After a year of phenomenal growth and such a dire lack of supply that would-be tenants were forced to bid for homes to rent, new evidence suggests that London’s rental market is entering a period of relative stability.
According to property consultancy JLL achieved rents in prime central London in the last quarter of 2022 were 6.1 per cent higher than they were in the same period of 2021,
However Marcus Dixon, director of UK residential research at JLL, notes that the rate of growth is slowing.
A similar picture is emerging in London’s mainstream rental market. While asking rents hit a record £2,480pcm in January, according to Rightmove, the supply of available homes has started to slowly increase which should anchor rapid price growth this year.
Despite rising rents and strong demand, Dell said small time investors who might once have used a couple of rental properties in London as part of their pension planning have been priced out of the market by a combination of higher interest rates and fewer tax breaks. “There is still investment appetite in London, but it has diminished,” said Dell. “Our investment clients tend to be bigger, and by that I mean spending more so they can structure themselves properly and buy in bulk, thereby still benefitting from lower tax rates.

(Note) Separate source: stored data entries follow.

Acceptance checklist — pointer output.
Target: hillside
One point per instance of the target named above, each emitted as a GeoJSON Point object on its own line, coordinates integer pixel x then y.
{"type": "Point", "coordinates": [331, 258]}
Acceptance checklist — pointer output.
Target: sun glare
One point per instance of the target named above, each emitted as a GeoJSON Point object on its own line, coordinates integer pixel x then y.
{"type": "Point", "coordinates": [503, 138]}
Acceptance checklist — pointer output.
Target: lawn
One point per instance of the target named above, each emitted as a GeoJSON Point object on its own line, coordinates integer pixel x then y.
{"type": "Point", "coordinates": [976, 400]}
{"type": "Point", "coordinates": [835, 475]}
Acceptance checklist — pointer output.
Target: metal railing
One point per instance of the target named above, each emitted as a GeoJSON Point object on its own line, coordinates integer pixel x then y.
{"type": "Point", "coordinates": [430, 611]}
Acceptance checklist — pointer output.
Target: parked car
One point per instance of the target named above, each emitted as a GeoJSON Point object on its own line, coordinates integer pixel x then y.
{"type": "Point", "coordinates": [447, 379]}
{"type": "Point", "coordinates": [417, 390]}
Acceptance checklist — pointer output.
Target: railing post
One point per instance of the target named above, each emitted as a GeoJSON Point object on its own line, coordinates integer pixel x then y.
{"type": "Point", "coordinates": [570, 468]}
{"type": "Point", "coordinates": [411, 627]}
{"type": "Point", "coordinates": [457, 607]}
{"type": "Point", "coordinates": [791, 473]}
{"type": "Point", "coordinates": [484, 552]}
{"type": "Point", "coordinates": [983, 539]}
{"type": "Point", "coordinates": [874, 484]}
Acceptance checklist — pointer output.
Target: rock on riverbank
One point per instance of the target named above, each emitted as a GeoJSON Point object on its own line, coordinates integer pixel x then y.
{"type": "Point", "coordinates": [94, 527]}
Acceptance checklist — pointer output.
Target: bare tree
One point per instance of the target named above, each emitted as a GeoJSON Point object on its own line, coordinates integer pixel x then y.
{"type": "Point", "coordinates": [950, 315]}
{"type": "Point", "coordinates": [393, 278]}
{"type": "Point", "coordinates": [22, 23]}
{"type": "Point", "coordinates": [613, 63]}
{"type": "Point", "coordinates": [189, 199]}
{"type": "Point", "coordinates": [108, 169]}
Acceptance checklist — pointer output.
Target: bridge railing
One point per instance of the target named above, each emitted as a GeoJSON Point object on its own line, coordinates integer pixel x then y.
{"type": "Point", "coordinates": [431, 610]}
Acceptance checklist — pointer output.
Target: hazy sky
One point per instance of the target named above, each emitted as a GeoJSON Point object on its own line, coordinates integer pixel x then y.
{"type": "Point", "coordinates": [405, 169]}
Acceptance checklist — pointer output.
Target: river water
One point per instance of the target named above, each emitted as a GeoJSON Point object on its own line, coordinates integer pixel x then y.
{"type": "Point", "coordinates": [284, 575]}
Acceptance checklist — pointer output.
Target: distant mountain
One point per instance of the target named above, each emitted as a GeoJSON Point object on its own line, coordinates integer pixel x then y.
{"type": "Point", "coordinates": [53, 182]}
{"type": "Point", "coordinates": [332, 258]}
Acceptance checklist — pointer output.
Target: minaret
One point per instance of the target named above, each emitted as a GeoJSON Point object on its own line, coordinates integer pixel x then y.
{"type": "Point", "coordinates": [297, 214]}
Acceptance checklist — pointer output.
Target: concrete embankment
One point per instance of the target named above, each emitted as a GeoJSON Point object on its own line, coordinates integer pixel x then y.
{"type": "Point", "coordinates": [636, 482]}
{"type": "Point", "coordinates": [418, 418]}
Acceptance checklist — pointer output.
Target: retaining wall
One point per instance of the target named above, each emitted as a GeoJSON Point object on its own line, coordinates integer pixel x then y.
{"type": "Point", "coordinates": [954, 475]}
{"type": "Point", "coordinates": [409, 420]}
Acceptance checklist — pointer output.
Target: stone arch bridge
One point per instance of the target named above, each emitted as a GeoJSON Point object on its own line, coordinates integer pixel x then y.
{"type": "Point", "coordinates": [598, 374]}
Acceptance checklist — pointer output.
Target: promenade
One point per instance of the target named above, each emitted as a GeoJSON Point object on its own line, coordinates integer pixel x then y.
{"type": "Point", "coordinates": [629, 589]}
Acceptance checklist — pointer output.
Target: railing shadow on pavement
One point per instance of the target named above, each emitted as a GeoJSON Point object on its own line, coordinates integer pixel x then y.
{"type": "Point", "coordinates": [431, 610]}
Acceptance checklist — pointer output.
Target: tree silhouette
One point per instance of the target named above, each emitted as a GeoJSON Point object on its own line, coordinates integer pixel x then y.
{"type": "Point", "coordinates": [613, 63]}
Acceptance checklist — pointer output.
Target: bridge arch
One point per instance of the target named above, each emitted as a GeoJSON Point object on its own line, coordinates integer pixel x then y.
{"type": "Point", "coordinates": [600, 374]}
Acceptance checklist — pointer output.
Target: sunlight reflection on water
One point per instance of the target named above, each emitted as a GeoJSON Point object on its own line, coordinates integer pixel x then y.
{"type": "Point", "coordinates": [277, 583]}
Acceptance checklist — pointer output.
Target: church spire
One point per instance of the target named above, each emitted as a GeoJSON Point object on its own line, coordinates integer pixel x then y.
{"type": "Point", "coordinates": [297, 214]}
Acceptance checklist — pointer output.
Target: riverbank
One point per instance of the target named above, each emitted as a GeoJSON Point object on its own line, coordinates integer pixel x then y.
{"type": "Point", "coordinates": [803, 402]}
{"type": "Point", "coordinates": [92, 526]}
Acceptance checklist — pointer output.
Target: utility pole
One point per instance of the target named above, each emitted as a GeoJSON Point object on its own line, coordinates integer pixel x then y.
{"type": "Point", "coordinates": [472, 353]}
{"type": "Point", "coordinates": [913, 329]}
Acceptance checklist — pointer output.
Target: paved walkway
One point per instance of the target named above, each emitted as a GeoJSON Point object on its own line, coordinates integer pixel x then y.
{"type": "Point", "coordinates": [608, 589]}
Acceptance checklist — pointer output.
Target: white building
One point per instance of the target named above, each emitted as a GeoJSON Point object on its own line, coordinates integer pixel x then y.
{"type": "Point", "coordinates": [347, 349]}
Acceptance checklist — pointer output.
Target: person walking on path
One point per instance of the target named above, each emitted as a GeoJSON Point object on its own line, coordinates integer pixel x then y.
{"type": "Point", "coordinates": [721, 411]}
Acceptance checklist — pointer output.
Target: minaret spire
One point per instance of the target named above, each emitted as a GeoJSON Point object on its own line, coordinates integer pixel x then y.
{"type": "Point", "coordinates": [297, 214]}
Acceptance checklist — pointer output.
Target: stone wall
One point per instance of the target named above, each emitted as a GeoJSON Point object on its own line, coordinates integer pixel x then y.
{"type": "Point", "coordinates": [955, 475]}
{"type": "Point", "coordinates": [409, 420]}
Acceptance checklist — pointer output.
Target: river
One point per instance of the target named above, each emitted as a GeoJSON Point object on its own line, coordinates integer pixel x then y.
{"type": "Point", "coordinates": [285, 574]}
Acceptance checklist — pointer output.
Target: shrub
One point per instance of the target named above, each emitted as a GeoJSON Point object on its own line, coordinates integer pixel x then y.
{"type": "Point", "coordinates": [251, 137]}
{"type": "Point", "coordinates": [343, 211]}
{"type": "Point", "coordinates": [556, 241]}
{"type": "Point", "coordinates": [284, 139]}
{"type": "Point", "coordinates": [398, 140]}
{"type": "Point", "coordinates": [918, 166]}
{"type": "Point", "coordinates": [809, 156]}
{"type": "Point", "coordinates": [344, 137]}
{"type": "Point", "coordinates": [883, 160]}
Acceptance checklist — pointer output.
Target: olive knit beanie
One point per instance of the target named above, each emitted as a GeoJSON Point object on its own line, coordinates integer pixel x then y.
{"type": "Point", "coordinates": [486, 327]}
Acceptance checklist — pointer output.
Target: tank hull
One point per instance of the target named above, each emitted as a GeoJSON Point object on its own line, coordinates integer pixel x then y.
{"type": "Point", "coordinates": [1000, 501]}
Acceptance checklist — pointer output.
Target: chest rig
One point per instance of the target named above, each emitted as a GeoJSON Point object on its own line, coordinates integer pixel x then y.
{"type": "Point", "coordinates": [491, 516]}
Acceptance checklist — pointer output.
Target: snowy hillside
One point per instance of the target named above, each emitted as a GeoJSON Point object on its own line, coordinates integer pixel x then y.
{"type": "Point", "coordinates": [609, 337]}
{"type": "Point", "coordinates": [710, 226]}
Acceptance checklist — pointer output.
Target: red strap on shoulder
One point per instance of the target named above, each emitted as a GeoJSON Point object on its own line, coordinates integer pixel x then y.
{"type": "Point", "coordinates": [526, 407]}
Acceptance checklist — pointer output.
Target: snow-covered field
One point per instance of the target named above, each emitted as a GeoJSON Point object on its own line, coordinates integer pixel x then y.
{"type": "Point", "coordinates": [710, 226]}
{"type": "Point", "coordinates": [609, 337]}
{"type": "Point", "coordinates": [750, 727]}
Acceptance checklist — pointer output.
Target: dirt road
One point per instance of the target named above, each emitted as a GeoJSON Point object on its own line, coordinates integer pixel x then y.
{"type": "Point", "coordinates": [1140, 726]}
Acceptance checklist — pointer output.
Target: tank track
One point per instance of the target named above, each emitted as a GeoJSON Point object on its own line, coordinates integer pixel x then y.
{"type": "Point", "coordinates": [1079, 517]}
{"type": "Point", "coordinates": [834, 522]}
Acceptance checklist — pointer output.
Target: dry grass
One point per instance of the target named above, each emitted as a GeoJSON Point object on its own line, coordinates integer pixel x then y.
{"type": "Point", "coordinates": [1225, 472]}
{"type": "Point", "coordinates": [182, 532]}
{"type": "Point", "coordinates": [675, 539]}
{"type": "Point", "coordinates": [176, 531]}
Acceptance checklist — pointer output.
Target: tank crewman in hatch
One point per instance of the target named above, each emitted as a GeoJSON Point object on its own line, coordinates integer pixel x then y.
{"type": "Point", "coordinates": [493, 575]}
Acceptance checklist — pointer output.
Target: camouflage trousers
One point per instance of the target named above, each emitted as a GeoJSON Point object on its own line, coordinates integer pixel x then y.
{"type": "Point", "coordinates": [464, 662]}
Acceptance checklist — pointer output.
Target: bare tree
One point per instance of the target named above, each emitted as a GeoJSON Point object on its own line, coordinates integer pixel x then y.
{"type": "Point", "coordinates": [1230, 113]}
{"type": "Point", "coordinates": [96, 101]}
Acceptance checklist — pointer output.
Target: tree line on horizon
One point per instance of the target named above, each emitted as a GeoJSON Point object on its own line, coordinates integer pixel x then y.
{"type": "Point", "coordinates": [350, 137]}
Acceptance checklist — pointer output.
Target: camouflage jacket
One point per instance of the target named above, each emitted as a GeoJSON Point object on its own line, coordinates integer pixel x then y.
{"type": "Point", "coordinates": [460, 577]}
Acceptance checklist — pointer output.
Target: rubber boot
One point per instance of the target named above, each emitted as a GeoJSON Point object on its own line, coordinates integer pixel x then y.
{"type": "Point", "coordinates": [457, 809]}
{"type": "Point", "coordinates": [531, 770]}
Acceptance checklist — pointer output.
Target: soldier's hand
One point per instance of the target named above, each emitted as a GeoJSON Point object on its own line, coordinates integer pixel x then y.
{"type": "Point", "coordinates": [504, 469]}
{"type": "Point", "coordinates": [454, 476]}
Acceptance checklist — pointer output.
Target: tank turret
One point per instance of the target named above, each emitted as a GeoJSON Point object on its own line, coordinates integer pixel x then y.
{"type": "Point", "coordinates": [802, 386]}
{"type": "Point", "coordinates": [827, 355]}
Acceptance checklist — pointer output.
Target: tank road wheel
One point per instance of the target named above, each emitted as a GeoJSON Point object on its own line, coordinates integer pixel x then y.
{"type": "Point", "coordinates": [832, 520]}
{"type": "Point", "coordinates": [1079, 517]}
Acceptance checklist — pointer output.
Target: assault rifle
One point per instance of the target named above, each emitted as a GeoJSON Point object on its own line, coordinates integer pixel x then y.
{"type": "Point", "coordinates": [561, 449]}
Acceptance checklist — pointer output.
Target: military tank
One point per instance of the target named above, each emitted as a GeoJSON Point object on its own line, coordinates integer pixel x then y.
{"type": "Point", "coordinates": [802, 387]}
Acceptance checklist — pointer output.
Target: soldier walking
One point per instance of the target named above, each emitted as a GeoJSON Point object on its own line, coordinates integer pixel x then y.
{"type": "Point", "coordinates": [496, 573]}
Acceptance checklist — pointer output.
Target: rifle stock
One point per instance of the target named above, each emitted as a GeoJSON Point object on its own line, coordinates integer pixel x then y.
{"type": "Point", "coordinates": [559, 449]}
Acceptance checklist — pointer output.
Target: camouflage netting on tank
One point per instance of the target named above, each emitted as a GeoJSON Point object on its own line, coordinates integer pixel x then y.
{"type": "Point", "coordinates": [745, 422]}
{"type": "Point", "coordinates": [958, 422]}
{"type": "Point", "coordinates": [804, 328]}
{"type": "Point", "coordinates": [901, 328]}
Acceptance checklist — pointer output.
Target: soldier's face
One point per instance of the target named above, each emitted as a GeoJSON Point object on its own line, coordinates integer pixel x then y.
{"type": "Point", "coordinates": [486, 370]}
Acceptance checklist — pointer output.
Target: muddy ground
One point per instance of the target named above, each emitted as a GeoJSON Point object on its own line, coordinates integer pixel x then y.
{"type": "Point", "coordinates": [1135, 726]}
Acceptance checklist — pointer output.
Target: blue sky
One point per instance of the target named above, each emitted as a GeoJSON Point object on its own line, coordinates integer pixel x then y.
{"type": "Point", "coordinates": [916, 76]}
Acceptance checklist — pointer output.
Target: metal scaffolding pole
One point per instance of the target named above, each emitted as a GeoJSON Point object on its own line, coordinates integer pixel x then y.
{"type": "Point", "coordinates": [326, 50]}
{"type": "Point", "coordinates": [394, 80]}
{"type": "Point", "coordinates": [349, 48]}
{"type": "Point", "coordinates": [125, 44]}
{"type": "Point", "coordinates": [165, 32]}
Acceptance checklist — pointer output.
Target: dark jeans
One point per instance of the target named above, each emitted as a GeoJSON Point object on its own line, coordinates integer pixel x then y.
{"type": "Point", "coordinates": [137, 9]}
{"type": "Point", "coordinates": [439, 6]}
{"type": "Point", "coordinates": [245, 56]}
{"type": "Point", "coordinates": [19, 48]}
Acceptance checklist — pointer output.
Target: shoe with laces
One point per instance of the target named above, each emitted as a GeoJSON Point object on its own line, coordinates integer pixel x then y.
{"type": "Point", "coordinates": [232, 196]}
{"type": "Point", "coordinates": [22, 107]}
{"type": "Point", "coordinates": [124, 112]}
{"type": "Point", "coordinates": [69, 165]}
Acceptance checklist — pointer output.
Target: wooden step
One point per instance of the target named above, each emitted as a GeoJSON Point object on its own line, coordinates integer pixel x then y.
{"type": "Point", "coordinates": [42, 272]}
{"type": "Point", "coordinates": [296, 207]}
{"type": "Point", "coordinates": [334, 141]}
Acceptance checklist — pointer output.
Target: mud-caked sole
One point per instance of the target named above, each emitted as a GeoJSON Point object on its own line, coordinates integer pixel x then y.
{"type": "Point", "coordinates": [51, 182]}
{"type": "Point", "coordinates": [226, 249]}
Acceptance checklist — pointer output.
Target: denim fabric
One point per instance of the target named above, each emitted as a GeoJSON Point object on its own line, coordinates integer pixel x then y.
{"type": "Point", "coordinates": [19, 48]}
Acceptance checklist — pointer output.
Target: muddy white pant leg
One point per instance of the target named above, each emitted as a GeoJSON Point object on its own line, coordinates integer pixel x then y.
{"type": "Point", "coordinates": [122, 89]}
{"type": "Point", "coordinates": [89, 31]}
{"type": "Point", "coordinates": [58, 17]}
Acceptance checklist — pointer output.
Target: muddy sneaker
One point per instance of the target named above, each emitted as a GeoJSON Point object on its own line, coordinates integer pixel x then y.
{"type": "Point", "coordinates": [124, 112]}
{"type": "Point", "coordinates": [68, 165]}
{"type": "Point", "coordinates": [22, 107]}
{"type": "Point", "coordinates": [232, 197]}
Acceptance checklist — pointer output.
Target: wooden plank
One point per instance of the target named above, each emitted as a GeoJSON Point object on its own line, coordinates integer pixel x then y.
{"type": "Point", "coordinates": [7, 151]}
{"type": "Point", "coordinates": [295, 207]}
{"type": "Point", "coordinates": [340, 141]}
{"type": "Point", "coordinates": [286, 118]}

The returns are not that attractive in terms of yield, but the buy-to-let market still appeals to cash buyers or conservatively leveraged buyers who can still get a return and are looking at London property as a long-term hold. If you are a wealthy individual making your wealth in a high risk emerging market, London property is still a good diversifier”.
Black Brick’s Camilla Dell and Caspar Harvard-Walls have both been included in this year’s new print edition of The Spear’s 500, an essential guide to the best advisors to high net worth clients, from buying agents to lawyers and equestrian specialists.
Dell earned her place on the list thanks to her “total dedication to her clients’ needs and her expert negotiation skills”.
Harvard-Walls, meanwhile, has “gained a reputation for going the extra mile for his clients”, and has bought more than £500 million worth of property on behalf of his clients over the past 16 years.